高速通信インフラ「SINET」 学校接続で実証研究へ

全国の学校のICT環境整備を促進するため、文科省は8月2日、日本全国の大学や研究機関をつないだ高速通信インフラ「SINET」を公立学校に開放する実証研究を、2020年度予算案の概算要求に盛り込む方針を固めた。同日に開催された自民党の文教科学部会で説明した。

同省は2018~22年度の「教育のICT化に向けた環境整備5か年計画」を策定。単年度1805億円の地方財政措置を講じているが、自治体によって温度差があり、予算がICT環境の整備に充てられず、地域間格差につながる恐れが高いと指摘されていた。
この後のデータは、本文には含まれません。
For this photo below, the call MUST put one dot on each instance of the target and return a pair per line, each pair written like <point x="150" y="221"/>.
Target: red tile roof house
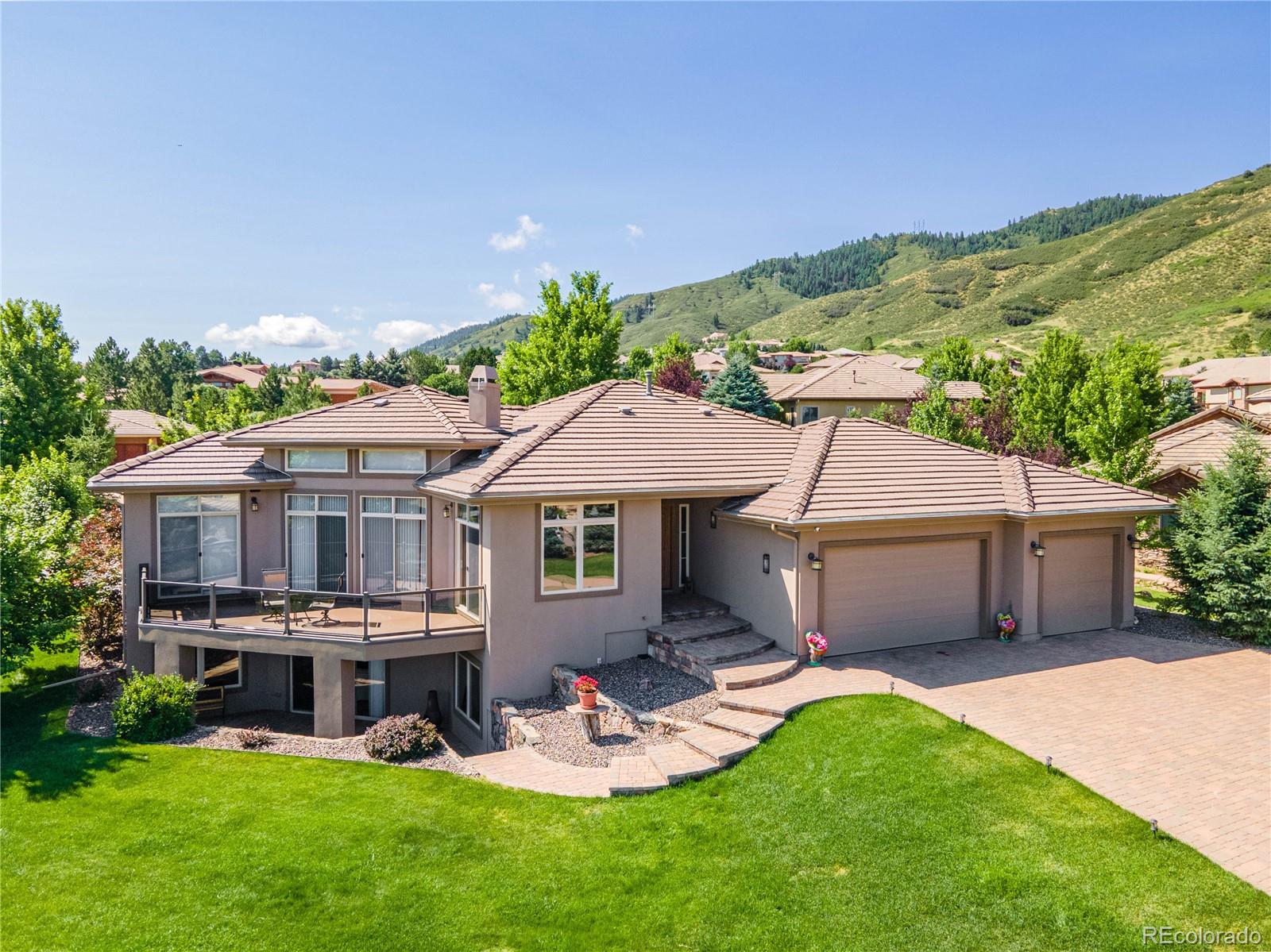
<point x="415" y="542"/>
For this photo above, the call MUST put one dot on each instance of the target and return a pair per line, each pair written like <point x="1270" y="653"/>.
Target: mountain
<point x="1154" y="267"/>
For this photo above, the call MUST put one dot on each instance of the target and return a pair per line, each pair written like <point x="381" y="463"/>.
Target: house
<point x="855" y="384"/>
<point x="353" y="560"/>
<point x="133" y="431"/>
<point x="1204" y="437"/>
<point x="1243" y="383"/>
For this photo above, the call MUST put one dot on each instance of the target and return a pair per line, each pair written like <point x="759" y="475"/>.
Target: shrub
<point x="253" y="738"/>
<point x="154" y="707"/>
<point x="400" y="738"/>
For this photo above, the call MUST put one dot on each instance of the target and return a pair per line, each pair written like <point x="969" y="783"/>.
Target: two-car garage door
<point x="885" y="595"/>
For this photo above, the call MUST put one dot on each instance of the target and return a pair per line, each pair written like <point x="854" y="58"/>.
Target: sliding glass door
<point x="318" y="542"/>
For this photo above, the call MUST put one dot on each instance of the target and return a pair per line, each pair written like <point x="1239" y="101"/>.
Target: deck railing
<point x="303" y="611"/>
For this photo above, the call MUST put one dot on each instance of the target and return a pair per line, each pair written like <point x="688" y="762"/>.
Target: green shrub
<point x="154" y="707"/>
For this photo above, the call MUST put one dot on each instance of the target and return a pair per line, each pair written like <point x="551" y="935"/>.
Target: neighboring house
<point x="1186" y="446"/>
<point x="133" y="431"/>
<point x="413" y="543"/>
<point x="1243" y="383"/>
<point x="853" y="384"/>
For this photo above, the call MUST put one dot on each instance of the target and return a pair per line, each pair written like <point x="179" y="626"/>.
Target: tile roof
<point x="1205" y="437"/>
<point x="863" y="469"/>
<point x="404" y="417"/>
<point x="613" y="437"/>
<point x="137" y="422"/>
<point x="201" y="461"/>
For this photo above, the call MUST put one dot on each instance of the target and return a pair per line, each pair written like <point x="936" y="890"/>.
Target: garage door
<point x="1077" y="582"/>
<point x="890" y="595"/>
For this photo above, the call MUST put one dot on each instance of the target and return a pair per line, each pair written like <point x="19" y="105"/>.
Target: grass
<point x="868" y="823"/>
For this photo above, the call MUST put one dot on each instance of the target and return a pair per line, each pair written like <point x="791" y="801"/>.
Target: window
<point x="578" y="548"/>
<point x="394" y="461"/>
<point x="468" y="689"/>
<point x="317" y="461"/>
<point x="199" y="538"/>
<point x="317" y="542"/>
<point x="394" y="539"/>
<point x="219" y="668"/>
6月に公表した「新時代の学びを支える先端技術活用推進方策」(最終まとめ)で「1人1台環境」(3クラスに1クラス程度の学習者用コンピューターの整備)を達成することを目標に掲げ、低価格の教育機関向けコンピューターの仕様書を示すなど、自治体に対して学校のICT環境整備に向けた働き掛けを強化している。

また、学校の脆弱(ぜいじゃく)な通信環境を改善するため、SINETを希望する小・中・高校に開放することも、方策には明記。それに当たって同省はSINETを学校に接続する実証研究を行い、課題を洗い出したい考え。